RispondiEliminaD'accordo con te Angelo. Circa la svendita senza denominazione l'avevo data scontata per una denominazione come Gambellara ma per altre denominazioni tanto scontata non è. Infatti chi ora svende all'ingrosso denominazioni importanti o meno aiuta il processo di deprezzamento dell'immagine del territorio.
RispondiEliminaVero anche che vino all'ingrosso ce nè tantissimo ma se sei fortunato ad averlo buono hai un canale preferenziale per il piazzamento.
Comunque fondamentale fare attenzione al primo aspetto.
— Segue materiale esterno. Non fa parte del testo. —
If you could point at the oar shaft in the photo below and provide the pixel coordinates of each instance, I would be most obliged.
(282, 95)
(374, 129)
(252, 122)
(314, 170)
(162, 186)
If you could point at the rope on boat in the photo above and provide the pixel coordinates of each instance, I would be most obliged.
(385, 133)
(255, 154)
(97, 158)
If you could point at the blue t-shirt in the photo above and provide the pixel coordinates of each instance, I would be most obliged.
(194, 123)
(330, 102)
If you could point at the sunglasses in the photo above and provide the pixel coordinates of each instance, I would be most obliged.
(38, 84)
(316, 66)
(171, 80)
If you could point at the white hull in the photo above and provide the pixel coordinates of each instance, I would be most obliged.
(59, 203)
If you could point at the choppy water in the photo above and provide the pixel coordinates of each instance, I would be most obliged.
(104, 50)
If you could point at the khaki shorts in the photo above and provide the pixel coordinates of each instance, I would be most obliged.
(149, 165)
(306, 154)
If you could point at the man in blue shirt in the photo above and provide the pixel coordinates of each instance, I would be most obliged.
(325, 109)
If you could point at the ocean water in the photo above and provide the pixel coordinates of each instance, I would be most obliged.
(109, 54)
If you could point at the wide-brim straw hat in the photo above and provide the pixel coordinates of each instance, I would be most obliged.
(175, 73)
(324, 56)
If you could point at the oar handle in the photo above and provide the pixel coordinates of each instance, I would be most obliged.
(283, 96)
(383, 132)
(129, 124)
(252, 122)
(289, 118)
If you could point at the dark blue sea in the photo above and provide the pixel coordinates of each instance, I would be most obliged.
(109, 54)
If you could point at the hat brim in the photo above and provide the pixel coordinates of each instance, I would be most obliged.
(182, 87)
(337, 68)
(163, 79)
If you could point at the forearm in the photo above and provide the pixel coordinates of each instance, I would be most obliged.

Personalmente ritengo che deflazionare un prodotto di qualità sia comunque,di concetto,sbagliato.Il rischio come spesso accade nel nostro paese è che molti vini pregiati finiscano(con conseguenti ripercussioni per i venditori qualificati)sugli scaffali della grande distribuzione a prezzi di costo, e in questo dai francesi dovremmo imparare
RispondiEliminaSì, ma ritengo che dai francesi dovremmo imparare anche a fare le Foire aux Vins, le "svendite" di "fine stagione" nei centri commerciali. Si svolgono proprio in questo momento, alla vigilia della vendemmia, e la Revue du Vin de France ogni anno dedica a questo straordinario appuntamento un numero della rivista, con tanto di recensioni e consigli per gli acquisti: una straordinaria opportunità per avvicinare, a prezzi ridotti, i vini di qualità.
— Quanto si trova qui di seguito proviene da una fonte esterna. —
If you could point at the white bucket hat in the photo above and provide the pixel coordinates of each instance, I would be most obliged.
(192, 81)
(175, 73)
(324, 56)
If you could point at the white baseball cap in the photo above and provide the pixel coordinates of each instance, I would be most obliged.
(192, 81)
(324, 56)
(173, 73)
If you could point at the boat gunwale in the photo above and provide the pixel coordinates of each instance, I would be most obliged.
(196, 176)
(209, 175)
RispondiEliminaquesto è sicuramente un modo per avvicinare ai grandi vini anche chi abitualmente non se li potrebbe permettere e innescare un meccanismo di interesse verso un prodotto già culturalmente molto diffuso.Che non funziona in Italia è spesso l'equivoco sistema commerciale che viene adottato da molti produttori. Servirebbe forse l'equivalente della figura del negociant francese.Andrea Berti
RispondiEliminaVedo che si discute di dettagli e molto importanti direi, ma noto anche come tutte le conclusioni portino sempre a motivi di fondo, a strategie, a sistemi che dipendono sì dal produttore o dal commerciante ma, soprattutto a mio avviso, dipendono da un fatto culturale generale e trasversale che in Italia non esiste mentre in Francia sì, e fa in modo che si riescano ad organizzare le Foires aux vins (per esempio) dove il "vantaggio" va a finire al consumatore finale (con tutte le conseguenze solo positive del caso) mentre in Italia......qualcuno mi può rispondere?
RispondiEliminaBell'interrogativo, Raffaello. E poi concordo: il problema è culturale.